La richesse et la pauvreté sont toutes deux un esclavage. Celui qui a conscience de sa pauvreté tout comme celui qui a conscience de sa richesse est le jouet des circonstances. Ils sont tous deux corruptibles car ils recherchent tous deux ce qui corrompt: la puissance. La puissance est plus forte que la richesse et que les idées. La richesse et les idées donnent la puissance, mais elles peuvent être rejetées, tandis que le sens de la puissance reste. Ce sentiment de puissance peut apparaître dans une vie simple, dans la vertu, dans le parti, dans le renoncement ; mais ces moyens ne sont qu'une substitution et ne doivent pas faire illusion. Le désir d'une position sociale, le désir de prestige et de puissance - la puissance que l'on peut obtenir par l'agression ou l’humilité, par l'ascétisme ou la culture, par l'exploitation ou l'abnégation - a un caractère de persuasion très subtil et presque instinctif.

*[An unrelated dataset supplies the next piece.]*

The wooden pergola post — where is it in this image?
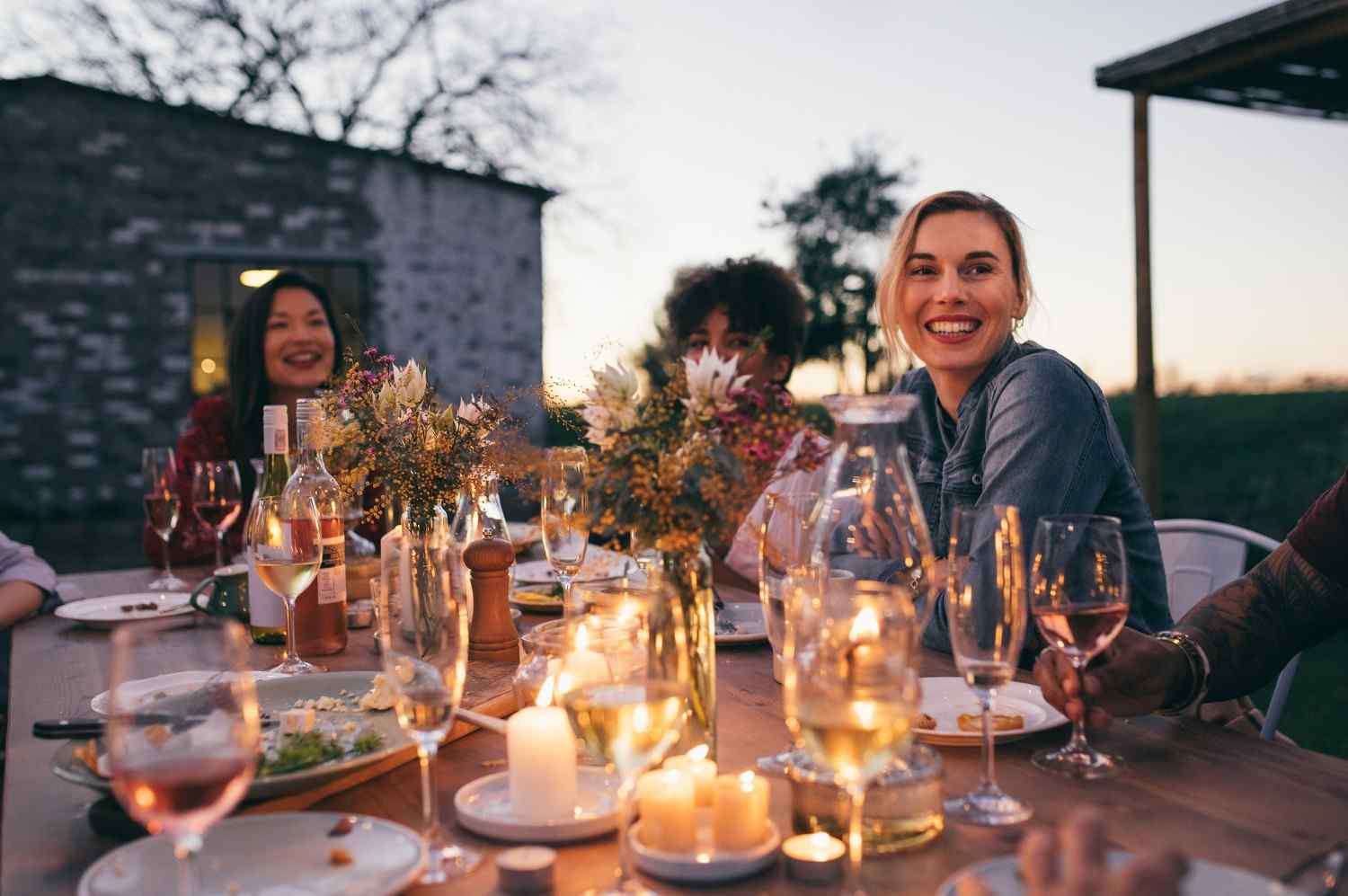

La réussite est une forme de la puissance, et l'échec n'est que la négation du succès. Être puissant, réussir, c'est être servile, et la servilité est la négation de la vertu. La vertu délivre, mais ce n'est pas une chose que l'on gagne. Toute réalisation, de l'individu ou de la collectivité, devient un moyen de puissance. Le succès dans ce monde, et la puissance que donne la maîtrise et l’abbénation de soi, doivent être évités, car elles déforment la compréhension.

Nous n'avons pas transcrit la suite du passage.